Cumhuriyet Türkiye'sinde ise işler değişti.

Yıllarca Osmanlı'yı ve Müslümanları küçük düşürmek için Allah'ın lanetlediği eşcinselliği "aşılmış bir yozluk" olarak niteleyen malum zihniyet

Günümüzde "homoseksüelliği", "travestiliği", "lezbiyenliği" ve "gay"liği "yükselen değerler" diye pazarlamaya başladı.

"Eşcinsel olmayan entellerin, entelden sayılmadığı ve utandığı" şeklinde bir hava oluşturmaya çalıştı.

"Muhalif" veya "aykırı" olduğunuzu ispatlamak mı istiyorsunuz, o halde bir eşcinsel ile ilişkiye gireceksiniz" şeklinde çok kirli bir algı oluşturdu.

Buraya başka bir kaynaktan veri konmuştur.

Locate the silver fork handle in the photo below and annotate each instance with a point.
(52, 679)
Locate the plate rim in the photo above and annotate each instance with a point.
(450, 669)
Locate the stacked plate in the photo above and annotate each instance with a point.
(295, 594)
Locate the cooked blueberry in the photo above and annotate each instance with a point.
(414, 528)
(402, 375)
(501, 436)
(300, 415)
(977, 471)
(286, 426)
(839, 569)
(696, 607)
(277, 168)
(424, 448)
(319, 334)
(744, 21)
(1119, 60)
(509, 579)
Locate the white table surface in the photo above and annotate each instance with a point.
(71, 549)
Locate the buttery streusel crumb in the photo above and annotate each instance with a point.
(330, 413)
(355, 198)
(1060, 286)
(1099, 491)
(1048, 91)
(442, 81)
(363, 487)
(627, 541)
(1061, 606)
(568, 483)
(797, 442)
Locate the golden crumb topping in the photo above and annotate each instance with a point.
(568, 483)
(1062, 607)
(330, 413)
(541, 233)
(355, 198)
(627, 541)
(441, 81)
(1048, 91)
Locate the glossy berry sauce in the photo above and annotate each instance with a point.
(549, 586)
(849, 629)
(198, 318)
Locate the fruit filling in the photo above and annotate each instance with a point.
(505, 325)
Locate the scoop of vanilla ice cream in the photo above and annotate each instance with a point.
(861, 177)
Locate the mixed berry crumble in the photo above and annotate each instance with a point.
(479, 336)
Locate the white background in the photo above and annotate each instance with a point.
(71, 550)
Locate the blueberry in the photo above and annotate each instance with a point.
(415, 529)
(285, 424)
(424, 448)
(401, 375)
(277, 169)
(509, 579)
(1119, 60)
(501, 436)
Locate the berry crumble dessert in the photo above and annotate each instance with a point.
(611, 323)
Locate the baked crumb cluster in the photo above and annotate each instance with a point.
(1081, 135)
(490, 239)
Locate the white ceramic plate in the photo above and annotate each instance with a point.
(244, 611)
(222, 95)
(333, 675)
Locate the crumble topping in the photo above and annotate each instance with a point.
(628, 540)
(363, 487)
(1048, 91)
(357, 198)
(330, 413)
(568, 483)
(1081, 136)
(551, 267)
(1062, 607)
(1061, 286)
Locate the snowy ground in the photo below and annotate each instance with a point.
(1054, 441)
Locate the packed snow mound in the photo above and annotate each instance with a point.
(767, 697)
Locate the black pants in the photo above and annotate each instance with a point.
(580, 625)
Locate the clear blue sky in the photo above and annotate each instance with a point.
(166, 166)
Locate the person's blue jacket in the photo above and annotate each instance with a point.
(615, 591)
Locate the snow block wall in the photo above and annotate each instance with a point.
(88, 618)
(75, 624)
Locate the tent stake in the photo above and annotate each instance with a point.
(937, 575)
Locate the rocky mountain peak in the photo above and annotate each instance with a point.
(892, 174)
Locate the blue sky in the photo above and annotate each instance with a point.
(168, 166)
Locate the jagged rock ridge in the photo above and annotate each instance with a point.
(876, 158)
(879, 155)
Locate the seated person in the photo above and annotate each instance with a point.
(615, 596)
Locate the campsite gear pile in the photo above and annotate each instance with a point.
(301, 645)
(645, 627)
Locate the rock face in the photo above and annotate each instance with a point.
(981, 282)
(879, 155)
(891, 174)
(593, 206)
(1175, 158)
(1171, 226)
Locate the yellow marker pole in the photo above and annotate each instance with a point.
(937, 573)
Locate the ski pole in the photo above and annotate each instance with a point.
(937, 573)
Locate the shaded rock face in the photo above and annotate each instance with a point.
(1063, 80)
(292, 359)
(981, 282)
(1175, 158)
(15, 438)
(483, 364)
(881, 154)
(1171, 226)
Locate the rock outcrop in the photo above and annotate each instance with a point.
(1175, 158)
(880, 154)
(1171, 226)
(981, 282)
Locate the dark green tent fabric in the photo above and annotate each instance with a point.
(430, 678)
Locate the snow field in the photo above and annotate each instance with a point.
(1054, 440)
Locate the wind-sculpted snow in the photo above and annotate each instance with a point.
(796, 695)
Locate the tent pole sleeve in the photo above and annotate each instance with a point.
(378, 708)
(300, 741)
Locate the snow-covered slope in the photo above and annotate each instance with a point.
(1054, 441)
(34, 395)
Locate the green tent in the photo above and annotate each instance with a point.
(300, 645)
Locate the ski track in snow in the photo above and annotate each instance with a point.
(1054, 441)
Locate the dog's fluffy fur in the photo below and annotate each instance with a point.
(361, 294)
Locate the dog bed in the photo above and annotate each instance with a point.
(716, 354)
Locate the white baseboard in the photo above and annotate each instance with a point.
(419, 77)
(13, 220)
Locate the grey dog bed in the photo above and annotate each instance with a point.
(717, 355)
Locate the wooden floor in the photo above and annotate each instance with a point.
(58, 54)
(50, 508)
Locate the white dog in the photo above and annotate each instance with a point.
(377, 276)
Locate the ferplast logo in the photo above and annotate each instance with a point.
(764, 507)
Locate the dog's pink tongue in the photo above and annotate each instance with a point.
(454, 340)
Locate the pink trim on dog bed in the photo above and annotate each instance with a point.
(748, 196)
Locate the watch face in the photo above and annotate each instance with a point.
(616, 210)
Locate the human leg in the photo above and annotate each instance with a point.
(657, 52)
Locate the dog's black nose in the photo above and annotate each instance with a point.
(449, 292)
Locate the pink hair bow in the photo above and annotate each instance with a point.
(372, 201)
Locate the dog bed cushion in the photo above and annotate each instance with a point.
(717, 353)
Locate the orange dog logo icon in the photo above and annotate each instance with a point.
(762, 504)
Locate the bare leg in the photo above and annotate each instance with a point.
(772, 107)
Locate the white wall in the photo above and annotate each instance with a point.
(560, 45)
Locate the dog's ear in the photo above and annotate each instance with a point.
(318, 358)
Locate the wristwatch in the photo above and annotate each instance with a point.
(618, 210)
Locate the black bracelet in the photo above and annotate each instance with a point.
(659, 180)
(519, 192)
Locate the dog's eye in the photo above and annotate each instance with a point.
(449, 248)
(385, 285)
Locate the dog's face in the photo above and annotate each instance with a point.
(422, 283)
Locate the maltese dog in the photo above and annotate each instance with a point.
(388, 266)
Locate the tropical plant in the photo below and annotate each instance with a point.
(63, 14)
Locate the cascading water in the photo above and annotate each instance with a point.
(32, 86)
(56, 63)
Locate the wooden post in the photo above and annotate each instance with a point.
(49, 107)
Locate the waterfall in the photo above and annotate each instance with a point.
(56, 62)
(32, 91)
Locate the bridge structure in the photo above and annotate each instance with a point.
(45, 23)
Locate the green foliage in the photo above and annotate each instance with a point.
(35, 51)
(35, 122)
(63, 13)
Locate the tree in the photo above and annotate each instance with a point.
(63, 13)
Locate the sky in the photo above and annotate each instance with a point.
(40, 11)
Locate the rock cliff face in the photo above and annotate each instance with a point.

Düne kadar sokağa çıkamayan "Şengül Hamamı" müdavimleri, "laikçi azınlık"tan aldıkları cesaretle

Halkının yüzde doksanından fazlasının Müslüman olduğunun iddia edildiği Türkiye'de "onur"suzca yürüyüşler tertip ederek, artık ahlaksızlıklarını şova dönüştürmeye başladılar.

İslam'ın en kutsal ayı Ramazan-ı Şerif'te, "Şaban'la Recep'in aşkına Ramazan engel olamaz" yazılı paçavralarla üç aylarımızla dalga geçebilecek kadar zıvanadan çıktılar.

Eşcinsel sapkınlığın haram olduğunu Cuma hutbesinde ayetlerden örnekler vererek ifade eden Diyanet İşleri Başkanı Erbaş'ı hedefe koyarak, Ankara ve Eskişehir Barolarının desteğiyle linç etmeye kalkıştılar.

Hazırladıkları sözde "kılavuz"larla ilkokullara kadar sızarak, hiçbir bilişsel aidiyeti oluşmamış çocuklarımıza kendi sapkınlıklarını empoze etmeye kalkıştılar.

"Kulüp" adı altında neredeyse örgütlenmedikleri üniversite bırakmadılar.

CHP'nin başına Kemal Kılıçdaroğlu'nun geçmesiyle, Meclis'e kadar uzandılar.

2008 yılına kadar sapkınlara randevu vermeyen CHP, Kılıçdaroğlu döneminde LGBTİ'liler için Meclis'te soru önergesi verdi.

Kemal Bey, 2012 yılında sapkınları Gazi Meclis'te ağırlayarak bir ilke imza attı.

LGBT'liler, 2014 seçimlerinde CHP'den belediye meclisi üyesi seçildi.

CHP'li vekiller, eşcinsellerin haklarını savunmak adına polis TOMA'sına bile tırmandı.

"Eşcinsel evliliği"ne sıcak bakan Ekrem İmamoğlu ile sapkın homoları makamında ağırlayan CHP'li Tunç Soyer, Müslüman Türk milletinin baş belası olan LGBTİ'lere yönelik desteği bir adım ileriye taşıdı.